60年生きてきて、振り返ると雑草に覆われた道だったと主人公棟一郎は言います。含蓄のある比喩です。
思いがけない事の成り行きに、棟一郎が唸ります。知らなかったことを知ったときにも……。
井上作品に出てくる、唸る男です。この男の整理は、いつかします。
小見出しのタイトルが、その内容と合わないように感じました。改めて、他の作品での小見出しのありようについて、考えてみたいと思います。
亡くなった老紳士との会話は、『星と祭』などに共通する手法です。これは、井上の特徴的な語り方です。
1週間で亡くなった娘も、主人公に語りかけます。いつも「お父さん、確り。」と。
生きていたら、今は30歳になっているはずの娘です。童女だったり、少女だったりして登場します。清らかさと美しさを持つ、父の心の中にだけいる存在です。
父に語りかけ、父と娘との情の世界を形成する働きを持っています。この嬰児を登場させたことが、この作品の質を高めています。2人の会話が、いい雰囲気を作っています。
この子のための墓参は、心にしみる人間のやさしさが表出したものとなっています。中尊寺の秘仏・一字金輪像になぞらえるのも、その清らかさからのものなのでしょう。

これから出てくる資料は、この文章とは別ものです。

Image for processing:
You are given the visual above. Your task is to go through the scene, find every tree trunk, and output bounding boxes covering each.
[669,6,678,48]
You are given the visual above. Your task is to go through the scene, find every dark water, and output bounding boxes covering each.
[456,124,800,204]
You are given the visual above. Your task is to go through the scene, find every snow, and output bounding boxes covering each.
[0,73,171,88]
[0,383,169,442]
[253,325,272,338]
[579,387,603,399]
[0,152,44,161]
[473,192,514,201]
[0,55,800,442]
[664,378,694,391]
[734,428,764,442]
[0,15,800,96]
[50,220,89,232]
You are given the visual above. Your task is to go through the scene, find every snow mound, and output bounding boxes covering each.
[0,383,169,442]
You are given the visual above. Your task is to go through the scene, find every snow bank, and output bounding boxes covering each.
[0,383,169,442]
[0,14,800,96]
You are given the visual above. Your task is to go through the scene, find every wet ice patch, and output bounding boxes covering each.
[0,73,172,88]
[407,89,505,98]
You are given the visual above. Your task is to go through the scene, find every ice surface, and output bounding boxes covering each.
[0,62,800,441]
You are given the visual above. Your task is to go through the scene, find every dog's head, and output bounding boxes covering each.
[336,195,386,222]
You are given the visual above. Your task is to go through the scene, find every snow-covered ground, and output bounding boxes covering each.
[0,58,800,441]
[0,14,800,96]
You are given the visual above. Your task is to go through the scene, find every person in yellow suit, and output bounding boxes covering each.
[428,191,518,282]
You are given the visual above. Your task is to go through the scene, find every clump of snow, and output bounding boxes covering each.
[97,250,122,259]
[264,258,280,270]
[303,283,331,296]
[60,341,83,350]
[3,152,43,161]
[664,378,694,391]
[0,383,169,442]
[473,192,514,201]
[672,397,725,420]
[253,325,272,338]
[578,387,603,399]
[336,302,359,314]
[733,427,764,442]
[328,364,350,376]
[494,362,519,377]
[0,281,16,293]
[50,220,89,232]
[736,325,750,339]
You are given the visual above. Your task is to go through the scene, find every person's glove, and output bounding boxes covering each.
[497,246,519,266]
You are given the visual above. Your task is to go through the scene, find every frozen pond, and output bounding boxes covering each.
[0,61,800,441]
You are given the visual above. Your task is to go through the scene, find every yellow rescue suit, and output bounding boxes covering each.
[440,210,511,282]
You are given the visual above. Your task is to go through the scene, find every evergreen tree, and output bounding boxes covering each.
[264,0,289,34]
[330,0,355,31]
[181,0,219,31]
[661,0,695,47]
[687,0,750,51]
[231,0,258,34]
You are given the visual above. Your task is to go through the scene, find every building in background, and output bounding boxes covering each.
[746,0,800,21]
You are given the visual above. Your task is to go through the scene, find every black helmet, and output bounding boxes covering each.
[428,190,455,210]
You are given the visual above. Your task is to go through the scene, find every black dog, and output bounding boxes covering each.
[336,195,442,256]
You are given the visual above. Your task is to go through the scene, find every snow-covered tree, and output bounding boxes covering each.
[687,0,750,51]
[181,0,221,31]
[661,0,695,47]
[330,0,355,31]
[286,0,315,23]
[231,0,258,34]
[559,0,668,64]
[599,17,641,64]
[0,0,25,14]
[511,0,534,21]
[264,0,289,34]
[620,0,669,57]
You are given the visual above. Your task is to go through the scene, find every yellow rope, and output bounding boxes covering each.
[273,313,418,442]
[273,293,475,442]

母親がこの子にかける愛情については、少しだけですが言い訳程度に触れられています。これも、『星と祭』とよく似た扱いのように思えます。父親との関係に、比重がかかっています。
末娘との最初で最後の旅は京都です。
井上作品には、人間の心を浄化してくれる街として、京都があります。
学友だった十河と歩く京都も、心を鎮めてくれる街として出てきます。
イランの自動車事故で偶然生き残った棟一郎。自分は死んだという思いから、人生の現役を降ります。死んだと思って、人生の生き方を切り替えたのです。
そういえば、私もそうでした。18歳で十二指腸が突然破れた時、20歳の時、火事で焼け出されました。
何度か死に目にあいながら、今も生きています。18歳で生き方を変えられたのは、拾った人生ということからでした。医者も、無責任に生きなさい、というアドバイスをくださいました。
本作では、何事も運命であり、その運命を大切にしなければならぬ、ということが物語の背景に横たわっています。これも、井上靖の一つの系譜をなすものだと言えましょう。
作中で、南まゆみとのエピソードが語られています。これは、一編の作中物語となっています。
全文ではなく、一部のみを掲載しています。